O condomínio edilício necessariamente importa na vinculação da fração ideal das unidades autônomas ao terreno como um todo. Não é possível, portanto, vincular apenas a uma fração ideal do solo.

Se o titular do imóvel tiver esse interesse, o recomendável é ele desdobrar o imóvel em outros dois, criando duas outras matrículas, um para cada um dos imóveis. Em um desses imóveis menores (que terá uma nova matrícula), será viável construir um prédio e instituir um condomínio edilício próprio.

Se, porém, o imóvel for indivisível, o caminho poderá ser o do condomínio de graus sucessivos ou o do condomínio edilício com várias torres, que serão tratados mais à frente.

4.2. Condomínio edilício de graus sucessivos

Apesar de pouco usual e de gerar alguns inconvenientes de ordem funcional, não há obstáculo algum para que, na matrícula de uma unidade autônoma de um condomínio edilício, seja instituído um novo condomínio, que aqui designamos de condomínio de segundo grau. Chamamos assim, porque se trata de um condomínio edilício dentro de um outro.

É possível também que, em uma unidade autônoma desse condomínio de segundo grau, seja instituído um novo condomínio edilício, que agora receberia o batismo de condomínio edilício de terceiro grau.

Outros graus sucessivos de condomínio edilício seriam juridicamente cabíveis. O ordenamento admite o que chamamos de condomínio edilício de graus sucessivos.

Temos que só há dois requisitos necessários: (1) a existência de autorização expressa no ato de instituição, na convenção do condomínio originário ou em votação unânime dos condôminos, porque o condomínio de segundo grau mudará as características da unidade autônoma; e (2) a unidade autônoma na qual será instituído o condomínio de grau sucessivo precisa fisicamente comportar uma construção. Quanto a esse último requisito, exemplifique-se que um apartamento em um prédio é fisicamente inapto a receber uma nova construção em si.

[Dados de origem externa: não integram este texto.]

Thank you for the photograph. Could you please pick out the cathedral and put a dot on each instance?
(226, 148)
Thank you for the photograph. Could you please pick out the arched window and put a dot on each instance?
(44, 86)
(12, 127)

No caso de condomínio de segundo grau, haverá um novo ente despersonalizado, com direito a CNPJ próprio e com um síndico próprio. Não se confunde esse novo ente despersonalizado com o do condomínio edilício originário.

O incômodo nesse tipo de condomínio de graus sucessivos é o fato de que o síndico, por não poder praticar atos de mera administração sem prévia autorização da convenção ou da assembleia, poderá retardar a dinâmica das assembleias do condomínio originário.

4.3. Imóvel indivisível de larga extensão com condôminos interessados em construir prédios nas áreas proporcionais às suas frações ideais

Já tivemos notícia de casos concretos de condomínios de graus sucessivos em serventias de registro de imóveis. Suponha que um terreno de extensão considerável seja indivisível por força de lei. Há matrícula para esse imóvel no competente Cartório de Registro de Imóveis (art. 176, § 1º, da lei 6.015/73 - Lei de Registros Públicos - LRP). Imagine que João seja titular de uma fração ideal de 30% desse imóvel e Artur seja dono do restante.

Nessa situação hipotética, João pode ter interesse em construir um prédio com apartamentos em uma área correspondente a 30% do solo do terreno, deixando o restante do solo para o Artur. Para formalizar isso, João e Artur poderão instituir um condomínio edilício, estabelecendo que 70% do solo do terreno corresponderá a uma unidade autônoma que coexistirá com as várias unidades autônomas que corresponderão aos apartamentos. Artur pode ficar como proprietário dessa unidade autônoma heterogênea.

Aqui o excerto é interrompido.